Les sorcières n’étaient pas stupides. Elles s’unissaient à ces créatures infernales, communiaient avec les sombres divinités, les caressaient, les cajolaient, les enjôlaient, se laissaient pénétrer pour aspirer leur vitalité, tout en évitant d’ouvrir un passage, via un enfant, à ces êtres venus des abîmes. Baba Yaga était si vieille ! Cela faisait des années qu’elle se contentait, tout en buvant, de regarder, d’entendre les cris de douleur/jouissance de ses malheureuses sœurs. Elle avait cessé de se méfier, se sachant non désirée. Elle prenait son plaisir à travers celui des autres. Ce n’est pas ainsi que l’on attrape un bébé. Et pourtant ! Le diable était malin !

Elle ouvrit les yeux et comprit qu’elle s’était évanouie. Jamais elle n’aurait pensé que faire naître un enfant était aussi épuisant. Elle se redressa sur ses genoux, sa tête tournait et elle dut se mettre à quatre pattes. Elle se demanda si le mieux n’était pas de se recoucher, de se reposer à nouveau. Le soleil était descendu derrière la montagne, le ciel était en feu. Elle tenta de deviner ce que tout cela annonçait. Dans l’immédiat, cela voulait dire que la vallée serait bientôt dans le noir et qu’elle devait se dépêcher. La chose sanglante avait roulé et se tenait aussi loin d’elle que le lui permettait le cordon ombilical. Elle vérifia son sexe. C’était un mâle. Par méchanceté, elle décida de le couper au plus court (la tradition disait que plus celui-ci était long, plus viril serait le garçon), mais, au moment de passer à l’acte, elle se ravisa. Il était mort. À quoi bon l’humilier en plus ? Et elle lui accorda un doigt de plus que la normale. Quand elle trancha le lien qui les unissait, le paquet sanglant se mit à gémir. Il était donc encore en vie ! Elle se dépêcha de nouer. Elle le prit dans ses mains. Il pesait lourd, comme de la pierre. Elle était si fatiguée. Pourquoi s’épuiser à atteindre la rivière ? Il bougeait faiblement et geignait. Elle eut l’impression qu’il pleurait. Un sentiment nouveau naquit en elle qu’elle ne put identifier.

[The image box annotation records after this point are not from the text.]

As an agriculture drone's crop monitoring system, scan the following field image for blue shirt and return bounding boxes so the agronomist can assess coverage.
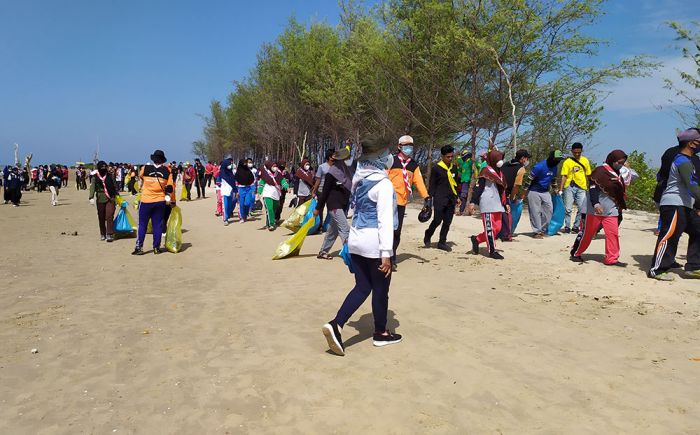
[530,160,557,193]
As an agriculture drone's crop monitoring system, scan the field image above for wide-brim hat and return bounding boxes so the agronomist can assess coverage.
[151,150,168,163]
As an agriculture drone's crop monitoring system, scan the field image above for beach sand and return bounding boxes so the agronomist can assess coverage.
[0,184,700,434]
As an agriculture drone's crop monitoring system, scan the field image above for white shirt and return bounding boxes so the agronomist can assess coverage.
[348,167,394,258]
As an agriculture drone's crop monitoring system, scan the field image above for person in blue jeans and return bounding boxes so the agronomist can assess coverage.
[235,160,255,222]
[559,142,591,233]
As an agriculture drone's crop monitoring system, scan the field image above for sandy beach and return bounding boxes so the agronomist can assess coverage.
[0,183,700,435]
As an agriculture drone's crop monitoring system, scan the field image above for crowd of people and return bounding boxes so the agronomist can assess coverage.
[3,128,700,355]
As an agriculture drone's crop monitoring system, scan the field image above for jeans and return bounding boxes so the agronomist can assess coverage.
[335,254,391,333]
[238,185,255,220]
[425,201,455,243]
[136,201,167,248]
[527,191,554,234]
[320,208,350,254]
[562,185,586,228]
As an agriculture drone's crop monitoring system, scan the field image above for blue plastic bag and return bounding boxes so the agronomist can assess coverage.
[301,198,321,234]
[510,200,523,234]
[340,243,355,273]
[547,194,566,236]
[114,202,133,233]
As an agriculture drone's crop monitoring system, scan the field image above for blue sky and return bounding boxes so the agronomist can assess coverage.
[0,0,700,167]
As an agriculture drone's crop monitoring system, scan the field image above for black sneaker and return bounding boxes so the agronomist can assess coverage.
[438,242,452,252]
[372,331,401,347]
[321,320,345,356]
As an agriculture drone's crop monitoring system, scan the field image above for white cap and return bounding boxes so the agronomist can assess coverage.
[399,135,413,145]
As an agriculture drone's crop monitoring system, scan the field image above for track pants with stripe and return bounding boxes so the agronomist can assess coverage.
[476,211,505,253]
[649,205,700,277]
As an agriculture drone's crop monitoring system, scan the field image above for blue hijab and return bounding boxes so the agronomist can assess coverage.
[219,159,236,191]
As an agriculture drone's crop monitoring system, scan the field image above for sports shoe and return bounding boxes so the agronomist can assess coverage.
[438,242,452,252]
[469,236,479,254]
[321,320,345,356]
[372,331,401,347]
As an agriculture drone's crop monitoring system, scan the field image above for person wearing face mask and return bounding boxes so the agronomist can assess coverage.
[219,159,238,226]
[313,147,352,260]
[131,150,175,255]
[423,145,459,252]
[571,150,627,267]
[647,128,700,281]
[235,159,256,223]
[469,150,510,260]
[258,161,289,231]
[295,159,314,205]
[521,150,564,239]
[321,139,402,356]
[498,149,530,242]
[89,161,118,242]
[389,135,430,271]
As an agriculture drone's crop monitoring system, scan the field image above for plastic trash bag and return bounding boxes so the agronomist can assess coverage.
[340,243,355,273]
[547,194,566,236]
[272,219,314,260]
[301,198,321,234]
[165,206,182,254]
[510,201,523,234]
[282,201,311,233]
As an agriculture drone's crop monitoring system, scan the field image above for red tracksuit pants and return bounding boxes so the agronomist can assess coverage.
[476,211,503,253]
[574,213,620,264]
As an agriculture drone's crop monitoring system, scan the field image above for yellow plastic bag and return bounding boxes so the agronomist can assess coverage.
[272,219,316,260]
[165,206,182,254]
[282,200,313,233]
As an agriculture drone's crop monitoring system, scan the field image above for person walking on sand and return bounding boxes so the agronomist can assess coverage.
[423,145,459,252]
[89,160,118,242]
[647,128,700,281]
[389,135,430,272]
[522,150,563,239]
[131,150,175,255]
[570,150,627,267]
[321,140,402,356]
[313,147,352,260]
[469,150,510,260]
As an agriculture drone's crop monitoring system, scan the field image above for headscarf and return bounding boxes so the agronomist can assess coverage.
[328,160,352,191]
[591,150,627,210]
[260,160,283,188]
[479,150,506,191]
[219,159,236,187]
[235,160,255,186]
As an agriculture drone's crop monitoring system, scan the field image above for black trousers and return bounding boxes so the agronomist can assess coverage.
[649,205,700,276]
[425,201,455,243]
[391,205,406,263]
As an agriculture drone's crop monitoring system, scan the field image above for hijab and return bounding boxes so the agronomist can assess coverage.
[479,150,506,191]
[235,160,255,186]
[591,150,627,210]
[219,159,236,187]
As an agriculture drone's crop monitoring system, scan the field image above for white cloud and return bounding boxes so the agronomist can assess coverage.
[603,56,694,112]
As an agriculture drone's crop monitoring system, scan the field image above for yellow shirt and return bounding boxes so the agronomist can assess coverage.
[561,156,591,189]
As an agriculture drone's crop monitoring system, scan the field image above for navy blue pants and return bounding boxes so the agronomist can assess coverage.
[335,254,391,332]
[136,201,167,248]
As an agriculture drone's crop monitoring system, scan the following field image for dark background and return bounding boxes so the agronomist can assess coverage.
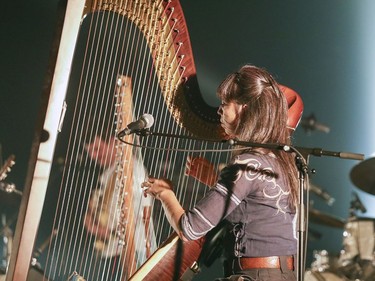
[0,0,375,278]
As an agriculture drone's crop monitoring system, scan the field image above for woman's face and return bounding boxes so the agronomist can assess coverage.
[218,101,246,136]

– Tu sais, mon tout petit, il vaut mieux périr qu’avoir Baba Yaga comme mère.

 Ainsi donc, c’était vrai ce que l’on disait de l’instinct maternel ! Son corps se dressait contre son esprit, la chair plaidait en faveur de la chair, son sang criait « pitié », mais sa raison conseillait de ne pas céder, lui rappelant de qui il était le fils. Chaque pas lui coûtait. Elle serrait maintenant la créature contre elle, sans motif. Plus précisément pour la protéger du froid, pour la réchauffer une dernière fois avant de la noyer. Elle avait beau grommeler que c’était ridicule, cette prévenance envers sa victime, elle ne voulait pas le faire souffrir inutilement ! La nuit était en effet tombée et la fraîcheur était pénétrante, quelques lucioles arrivées en hâte éclairaient vaguement la scène. Elle sursauta au contact avec l’eau glaciale et cela lui permit de vaincre la compassion qu’elle éprouvait. Elle plongea la chose dans la rivière. Surpris par la violence et la température du torrent, l’enfant poussa un cri et sa main se saisit du pouce de la vieille femme, s’y accrochant comme on le fait avec un tronc pour ne pas être englouti. Pauvre être si faible et qui cherchait refuge chez celle qui l’assassinait ! Les minuscules doigts serraient, réaffirmaient la confiance de tout bébé envers sa mère. Un geste venu du fond des âges. Le courant le débarrassa de tout le sang qui l’enlaidissait. Rien en lui n’indiquait un démon. Bien au contraire, si c’était un non humain, c’était un ange tant il était beau.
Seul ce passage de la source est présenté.